Po cofnięciu zakazu przez nowego prowincjała niedawno ks. Boniecki udzielił pierwszego wywiadu. Gdzie? W TVN 24. Twierdzi w nim na przykład, że Kościół jest PiS-owski. Hm…
To prawda, że politycy PiS deklarują wielokrotnie oddanie modlitwie, wyznanie katolickie, ale nie można powiedzieć, że Kościół jest PiS-owski! Nadanie takiego miana Kościołowi katolickiemu w Polsce jest niepokojące albo mówiąc słowami ks. Bonieckiego… ‘przeraża’. Czy chodzi bardziej o sporą nutę szyderstwa wobec działalności o. Rydzyka, czy o jego troskę o Kościół, należy samemu ocenić, najlepiej zapoznawszy się z TVN-owskim programem „Czarno na białym”. Jak rozumieć fakt, że jakiś kapłan po zdjęciu sześcioletniego zakazu wypowiadania się publicznego, idzie i udziela pierwszego wywiadu dla TVN? Telewizji, która przecież wielokrotnie atakowała Kościół katolicki, starała się go ośmieszać na różne sposoby…
Niedługo po wspomnianym wywiadzie Prymas Polski udzielił wywiadu „Tygodnikowi Powszechnemu”. Dlaczego? Przecież katolickość owego periodyku tyle razy była stawiana pod znakiem zapytania i to świetle rzetelnych argumentów! Słowa, jakie padają z ust Prymasa w tym wywiadzie są bardzo kompatybilne ze słowami ks. Bonieckiego.

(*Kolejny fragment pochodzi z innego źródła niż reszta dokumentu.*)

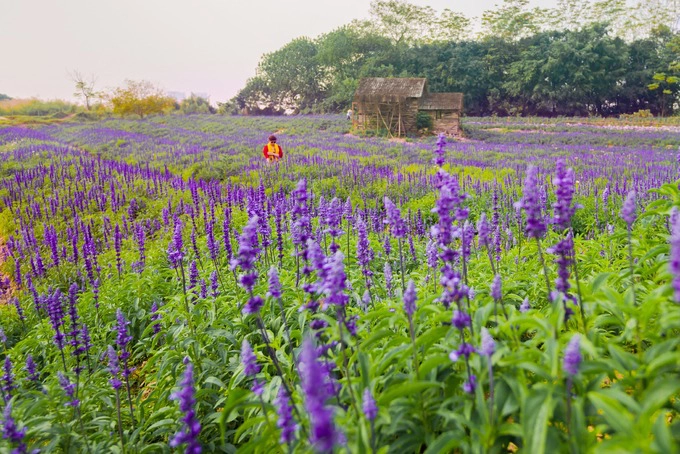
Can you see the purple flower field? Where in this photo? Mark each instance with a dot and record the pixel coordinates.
(165, 289)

Mocno wybrzmiewa wspólna narracja, zwłaszcza w wizji Kościoła, który – jak mówią „nie ma się mieszać do polityki”. Patrząc na sens tego zdania, można stwierdzić, że jest ono samo w sobie właściwie dość… polityczne. Hm…

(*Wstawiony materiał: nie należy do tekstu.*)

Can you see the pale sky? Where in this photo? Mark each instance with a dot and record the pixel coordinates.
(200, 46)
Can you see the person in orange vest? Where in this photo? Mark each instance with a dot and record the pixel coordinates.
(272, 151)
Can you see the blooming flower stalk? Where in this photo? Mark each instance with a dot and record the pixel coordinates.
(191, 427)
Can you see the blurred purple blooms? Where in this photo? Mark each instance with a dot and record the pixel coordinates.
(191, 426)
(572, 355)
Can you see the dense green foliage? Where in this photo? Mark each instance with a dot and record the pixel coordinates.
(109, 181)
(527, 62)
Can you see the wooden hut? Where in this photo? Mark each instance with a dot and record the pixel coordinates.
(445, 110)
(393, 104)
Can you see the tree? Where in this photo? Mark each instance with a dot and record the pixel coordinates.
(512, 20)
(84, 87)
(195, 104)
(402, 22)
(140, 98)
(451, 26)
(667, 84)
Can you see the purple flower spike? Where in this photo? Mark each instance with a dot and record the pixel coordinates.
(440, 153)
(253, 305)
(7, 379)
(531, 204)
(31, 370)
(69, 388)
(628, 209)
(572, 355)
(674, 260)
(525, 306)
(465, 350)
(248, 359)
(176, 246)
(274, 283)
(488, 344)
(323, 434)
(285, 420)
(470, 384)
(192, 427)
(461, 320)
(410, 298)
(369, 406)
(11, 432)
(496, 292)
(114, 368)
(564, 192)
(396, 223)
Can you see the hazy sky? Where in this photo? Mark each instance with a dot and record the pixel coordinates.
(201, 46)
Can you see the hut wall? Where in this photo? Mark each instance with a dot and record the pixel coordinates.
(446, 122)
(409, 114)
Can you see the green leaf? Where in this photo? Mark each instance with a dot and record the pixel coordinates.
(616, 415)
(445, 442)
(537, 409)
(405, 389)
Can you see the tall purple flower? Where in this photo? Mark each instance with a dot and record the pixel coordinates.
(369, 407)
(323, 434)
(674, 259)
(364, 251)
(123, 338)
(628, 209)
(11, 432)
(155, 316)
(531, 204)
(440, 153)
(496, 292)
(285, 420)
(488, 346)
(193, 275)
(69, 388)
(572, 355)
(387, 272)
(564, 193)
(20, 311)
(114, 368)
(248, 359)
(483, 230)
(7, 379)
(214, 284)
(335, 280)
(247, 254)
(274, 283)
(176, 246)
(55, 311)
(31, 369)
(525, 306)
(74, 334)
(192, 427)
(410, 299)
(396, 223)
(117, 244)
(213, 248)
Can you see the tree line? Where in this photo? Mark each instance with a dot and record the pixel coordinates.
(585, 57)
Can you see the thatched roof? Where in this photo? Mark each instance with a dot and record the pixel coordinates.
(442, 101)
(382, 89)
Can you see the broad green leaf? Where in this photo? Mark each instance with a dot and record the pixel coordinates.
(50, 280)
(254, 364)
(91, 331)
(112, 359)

Idźmy dalej… Ksiądz arcybiskup wyraża także swój pogląd na temat sprawy przyjmowania prze Polskę uchodźców: „…Że Chrystus cierpi w uchodźcach i musimy się na tych uchodźców otworzyć. Że nie chodzi o zwyczajne otwarcie granic bez żadnej kontroli, ale mądrą, systemową pomoc, którą możemy i powinniśmy dać, i która nie będzie dla nas żadnym zagrożeniem. […] Nie sądzę, by sytuacja była tak zabetonowana, że Kościół będzie mówił swoje, a dalej będzie beznadziejnie.”

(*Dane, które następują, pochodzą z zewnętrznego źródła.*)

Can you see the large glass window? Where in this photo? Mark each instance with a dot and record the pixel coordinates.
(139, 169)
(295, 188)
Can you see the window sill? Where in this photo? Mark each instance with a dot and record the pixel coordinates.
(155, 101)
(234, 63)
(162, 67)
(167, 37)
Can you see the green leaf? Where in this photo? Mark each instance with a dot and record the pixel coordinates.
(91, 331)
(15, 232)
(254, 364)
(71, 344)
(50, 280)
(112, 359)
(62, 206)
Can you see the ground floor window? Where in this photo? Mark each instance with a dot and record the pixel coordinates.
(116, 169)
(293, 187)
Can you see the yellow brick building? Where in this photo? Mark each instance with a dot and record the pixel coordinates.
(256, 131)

Czegoż się dowiadujemy z takiego podsumowania sytuacji w Polsce? Kto niby miałby być owym ‘betonem’? Komu jest beznadziejnie? „Kościół swoje…”, czyli ma inne stanowisko niż większość społeczeństwa? Jak to rozumieć? Dość specyficzna jest także następna wypowiedź Prymasa Polaka, jaką za pośrednictwem TP ‘wyraźnie’ skierował do kapłanów, których określił jako „swoich”:
„No więc panu wyraźnie tłumaczę: jeśli ja usłyszę, że w Gnieźnie odbywa się jakaś manifestacja antyuchodźcza, i że na to wybierają się moi księża, to mówię krótko: każdy, który tam pójdzie, będzie suspendowany.”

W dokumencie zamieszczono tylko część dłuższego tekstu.